Friday, February 29, 2008

The Laboratory

Every day when I pass the Frontier Building on A Street going to and from work, it reminds me of the images of galaxies taken by the Hubble Telescope.

Specifically, I imagine the millions of galaxies stuffed inside of a single glass building, which in turn reminds me of the recurring theory of a Hollow Earth, where certain astronomers, starting with Edmund Halley, wondered if the entire universe existed inside the Earth, rather than outside it.

Imagine Earth as a racquetball, with a hollow interior. The entire universe we see above us — the stars, the moon, the sun and the planets — all exists inside this hollowed out space.

We’re in there, too, because the curved surface of the Earth isn’t the outer curve of this ball, but the inner curve. In this theory, if one could fly, this traveler would be able to fly through the entire universe and land on the other side of the Earth, if that makes sense.

Outside the ball is nothing, I suppose. Or God, maybe.

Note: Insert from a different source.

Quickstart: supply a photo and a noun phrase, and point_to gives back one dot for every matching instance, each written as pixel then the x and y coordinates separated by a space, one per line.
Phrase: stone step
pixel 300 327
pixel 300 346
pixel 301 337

This all in turn reminds me of the atomic nucleus. And then of The Powers of Ten. And then of "The Laboratory," by the Polish poet Wislawa Szymborska.

The Laboratory

Did it all
happen in the laboratory?
Beneath one lamp by day
and billions by night?

Are we a trial generation?
Poured from one beaker to another,
shaken in retorts,
observed by something more than an eye,
each one individually
taken by forceps?

Or maybe otherwise:
no interventions.
The transformations occur on their own
in accordance with a plan.
The needle draws
the expected zigzags.

Maybe until now there was nothing interesting in us.
The control monitors are seldom switched on,
except when there's a war, and a rather big one at that,
several flights over the lump of clay called Earth,
or significant movements from point A to point B.

Or perhaps thus:
they only have a taste for episodes.
Look! a little girl on a big screen
is sewing a button to her sleeve.

The monitors begin to shriek,
personnel comes running in.
Oh, what sort of tiny creature
with a little heart beating on the inside!
What graceful dignity
in the way she draws the thread!
Someone calls out in rapture:
Tell the Boss,
and let him come see for himself!

I first read that poem in this book. Weschler connects it to this painting, but the poem reminds me of this movie, released 10 years ago this summer.